Financial Risks
The following sections highlight financial risk areas that are relevant to Husqvarna Group.
General
The Group’s financial risks are managed on the basis of the Group’s financial and credit policies, which are updated annually and approved by the Board. Management of financial risks is based largely on the use of financial instruments and is mainly centralized within the Group Treasury function, which operates in accordance with specified risk mandates and limits. For more information on accounting principles and financial risk management and financial instruments, see notes 1 and 20. The Group operates within and closely monitors the difficult and volatile global macroeconomic climate and is robustly managing liquidity and financial charges.
Financing risk
Financing risk refers to possible delays, increased costs or cancellations related to financing of the Group’s capital requirements and refinancing of outstanding debt. Risks are reduced by maintaining an evenly distributed maturity profile of loans, maintaining access to credit facilities, maintaining an investment grade rating and ensuring that short-term borrowings do not exceed current liquidity reserve.
Interest-rate risk
Interest-rate risk refers to the adverse effects of changes in market interest rates on the Group’s net income. The main factor determining this risk is the interest-fixing period. The interest-rate risk is managed by changing the interest from fixed to floating or vice versa using derivatives uch as interest-rate swaps.
Foreign exchange risk
As Husqvarna Group sells its products in more than 100 countries, has production in approximately ten countries and sources raw materials and components from various countries across the globe, the Group is exposed to exchange-rate fluctuations. These fluctuations affect the Group’s earnings in terms of translation of income statements in foreign subsidiaries, i.e., translation exposure, as well as in the sale of products on the export market and purchases of materials in foreign currencies, i.e., transaction exposure and in terms of the translation of balance sheet items such as trade receivables and trade payables.

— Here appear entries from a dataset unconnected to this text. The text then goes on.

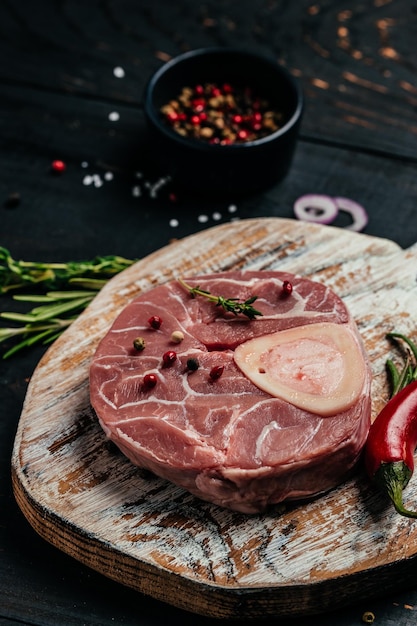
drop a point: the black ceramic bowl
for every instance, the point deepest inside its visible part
(238, 168)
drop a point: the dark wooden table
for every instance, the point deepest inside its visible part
(72, 76)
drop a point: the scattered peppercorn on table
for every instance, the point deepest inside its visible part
(77, 185)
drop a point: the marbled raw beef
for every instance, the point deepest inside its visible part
(226, 441)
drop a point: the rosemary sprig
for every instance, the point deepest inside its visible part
(400, 378)
(231, 305)
(19, 274)
(59, 304)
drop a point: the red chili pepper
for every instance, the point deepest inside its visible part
(391, 442)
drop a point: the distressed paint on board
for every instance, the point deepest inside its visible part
(82, 495)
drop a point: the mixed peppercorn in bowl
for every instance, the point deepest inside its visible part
(222, 120)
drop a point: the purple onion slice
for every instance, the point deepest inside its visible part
(357, 212)
(316, 208)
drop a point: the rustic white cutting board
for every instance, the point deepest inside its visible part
(82, 495)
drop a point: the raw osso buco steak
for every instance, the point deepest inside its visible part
(286, 418)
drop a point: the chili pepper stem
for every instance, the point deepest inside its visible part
(392, 478)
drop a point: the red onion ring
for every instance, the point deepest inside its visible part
(322, 209)
(316, 208)
(357, 212)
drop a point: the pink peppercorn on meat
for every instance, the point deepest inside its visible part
(243, 413)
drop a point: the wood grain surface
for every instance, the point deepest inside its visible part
(83, 496)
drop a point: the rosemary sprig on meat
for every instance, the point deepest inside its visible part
(231, 305)
(62, 292)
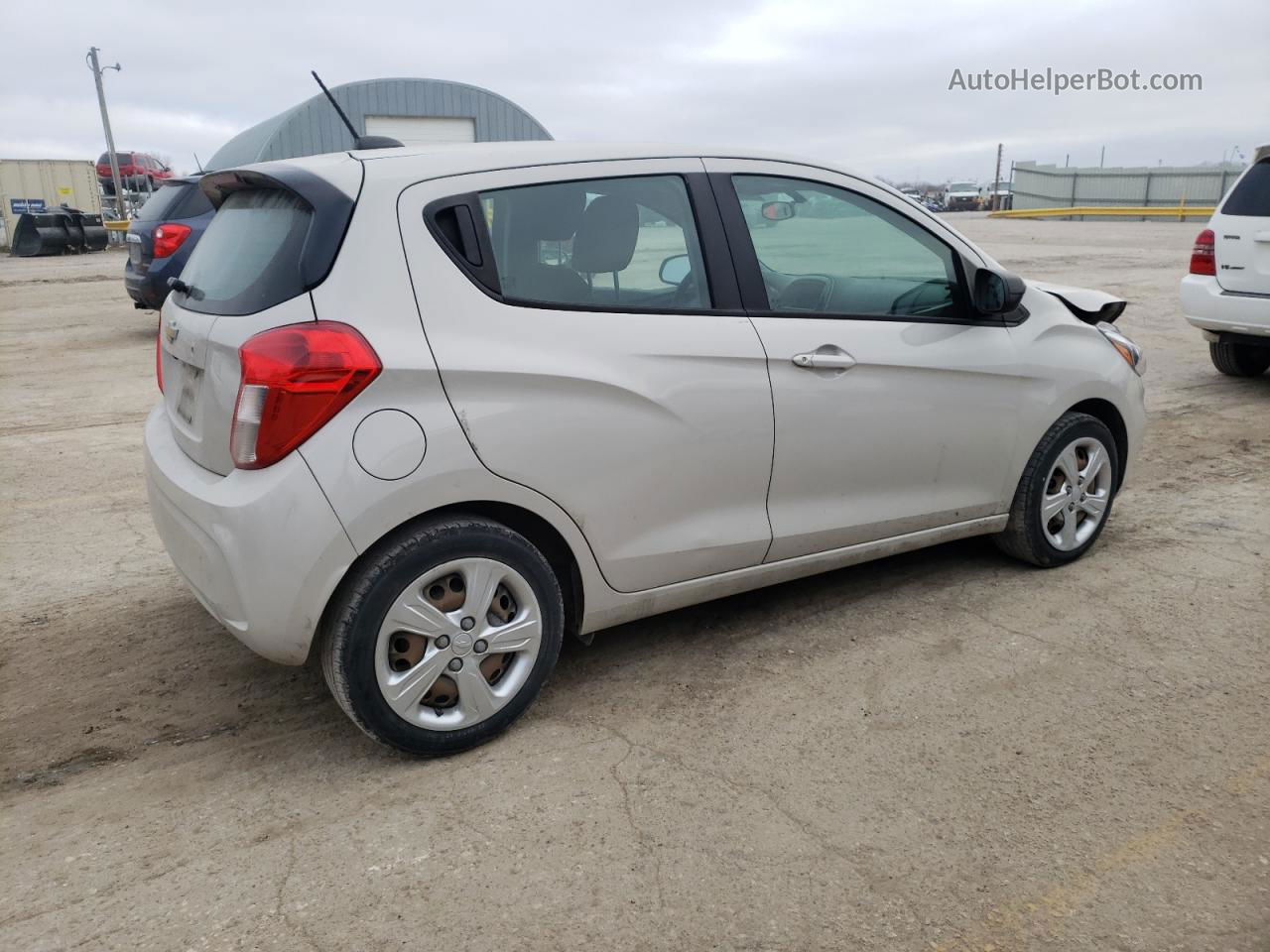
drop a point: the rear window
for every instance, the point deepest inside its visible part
(1251, 194)
(181, 200)
(250, 255)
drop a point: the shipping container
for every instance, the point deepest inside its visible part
(36, 184)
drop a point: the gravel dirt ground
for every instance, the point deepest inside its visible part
(943, 751)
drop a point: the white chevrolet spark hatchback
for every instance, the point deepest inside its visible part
(429, 413)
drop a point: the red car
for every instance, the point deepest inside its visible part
(137, 171)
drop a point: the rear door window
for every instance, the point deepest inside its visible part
(250, 255)
(598, 244)
(1251, 194)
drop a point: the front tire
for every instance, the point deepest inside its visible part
(1065, 497)
(1239, 359)
(444, 636)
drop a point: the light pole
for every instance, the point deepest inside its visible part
(105, 125)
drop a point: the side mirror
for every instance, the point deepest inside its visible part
(997, 293)
(778, 211)
(675, 270)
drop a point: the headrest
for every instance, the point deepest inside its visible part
(548, 212)
(607, 235)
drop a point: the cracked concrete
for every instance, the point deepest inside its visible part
(943, 751)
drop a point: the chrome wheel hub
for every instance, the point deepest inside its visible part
(1078, 494)
(457, 644)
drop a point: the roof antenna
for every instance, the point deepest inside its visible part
(358, 141)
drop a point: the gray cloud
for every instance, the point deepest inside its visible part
(861, 84)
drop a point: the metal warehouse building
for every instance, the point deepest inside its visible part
(1052, 186)
(408, 109)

Changes in exchange rates also affect Group equity. Assets and liabilities of foreign subsidiaries are affected by changes in exchange rates, generating translation differences that impact equity. To limit negative effects on Group results and equity resulting from transaction exposure and translation differences, part of the Group’s transaction exposure and net investments in foreign operations is hedged using foreign-exchange derivatives.
Credit risk
Credit risk refers to the risk that a counterparty will default on its contractual obligations resulting in financial loss to the Group.
The Group’s credit risks are managed on the basis of standardized credit ratings, credit limits, active monitoring of credits and routines for follow-up of trade receivables. The need for reserves for doubtful trade receivables is monitored continuously. Major credit limits are approved annually by the Board. The Group also utilizes credit insurance to reduce credit risk in trade receivables. Given the difficult macroeconomic climate, the Group is being extra vigilant in relation to customer payment performance, the build-up of aged debts and the risk of bad debt.
The Group’s financial assets are used primarily for the repayment of loans. Liquid funds are placed in highly liquid interest-bearing instruments issued by institutions with a credit rating of at least A–, according to Standard & Poor’s or similar agencies.
Tax risk
Husqvarna Group operates across multiple jurisdictions and undertakes a great number of cross-border transactions. As a result, the Group is subject to complex and evolving national and international tax rules. The dynamic nature of these tax rules, combined with the varied interpretations by local tax authorities, may create inherent tax risks for multinational corporations, including Husqvarna Group.
Husqvarna Group, like many multinational companies, employs a centralized transfer pricing model aligned with the Group’s operating model, which includes centralized functions and global divisions. The model is designed to ensure that intra-group transactions are conducted at arm’s length level and in compliance with the OECD Guidelines. However, the increased scrutiny from tax authorities worldwide, driven by the evolving regulatory framework, raises the risk of tax audits and potential disputes over the Group’s transfer pricing model. A successful challenge by tax authorities may lead to increased tax liabilities, incl. retroactive adjustments, penalties, and interest, impacting both current and prior periods.
As in many countries, restrictions on tax deductibility of interest expenses on intra-group loans apply in Sweden. Under the existing Swedish rules, interest expenses are deductible only if the recipient resides within the European Economic Area (EEA), or in a country with which Sweden has concluded a full scope tax treaty. Further, interest is deductible if it is subject to taxation at a rate of at least 10 percent. Nevertheless, even if these conditions are met, the deductibility is disallowed if the intra-group debt arrangement has been established exclusively, or almost exclusively, to secure a significant tax benefit for the Group. At present, it is not clear how these rules should be interpreted and if these restrictions on deducting interest expenses apply to Husqvarna Group’s internal debt structure. For this reason, the Group has made provisions to reflect potential exposure related to these restrictions.
The global regulatory landscape for taxation continues to evolve rapidly, leading to increased compliance requirements for multinational enterprises like Husqvarna Group. In light of these developments, the Group faces greater risk exposure related to compliance, including the risk of penalties and increased tax audit activity. Proactively managing these risks is essential to safeguard the Group’s financial position and to ensure compliance with increasingly complex tax obligations.